Lauren:

> Erik, I see your point now and agree with you. But doesn't it seem
> like obtaining a perfect license is at present the enemy of the urgent
> good of bringing a concerted effort to bear on problems that are
> clearly detrimental to project integrity?

I don't think the licensing question matters for purposes of
evaluation of third party APIs (including providing access to
Wikimedia volunteers to participate in such evaluations), but I would
personally draw the line when it comes to something like a Wikimedia
Cloud Infrastructure installation. Spending a lot of money on compute
infrastructure to run a proprietary model strikes me as clearly out of
scope for the Wikimedia mission.

Openly licensed models for machine translation like Facebook's M2M
(https://huggingface.co/facebook/m2m100_418M) or text generation like
Cerebras-GPT-13B (https://huggingface.co/cerebras/Cerebras-GPT-13B)
and GPT-NeoX-20B (https://huggingface.co/EleutherAI/gpt-neox-20b) seem
like better targets for running on Wikimedia infrastructure, if
there's any merit to be found in running them at this stage.

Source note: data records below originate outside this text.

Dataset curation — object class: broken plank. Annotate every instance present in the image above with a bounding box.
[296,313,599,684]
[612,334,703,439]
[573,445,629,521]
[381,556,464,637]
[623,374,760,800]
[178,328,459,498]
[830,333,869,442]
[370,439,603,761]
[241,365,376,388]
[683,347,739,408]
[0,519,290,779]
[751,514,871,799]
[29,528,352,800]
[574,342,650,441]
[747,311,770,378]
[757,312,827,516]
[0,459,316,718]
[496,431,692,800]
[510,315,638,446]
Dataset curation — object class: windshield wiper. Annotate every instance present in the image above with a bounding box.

Note that Facebook's proprietary but widely circulated LLaMA model has
triggered a lot of work on dramatically improving performance of LLMs
through more efficient implementations, to the point that you can run
a decent quality LLM (and combine it with OpenAI's freely licensed
voice detection model) on a consumer grade laptop:

https://github.com/ggerganov/llama.cpp

While I'm not sure if the "hallucination" problem is tractable when
all you have is an LLM, I am confident (based on, e.g., the recent
results with Alpaca: https://crfm.stanford.edu/2023/03/13/alpaca.html)
that the performance of smaller models will continue to increase as we
find better ways to train, steer, align, modularize and extend them.

Chris:

> there is probably an implicit licence granted by whoever publishes
> the work for whoever views it to use it.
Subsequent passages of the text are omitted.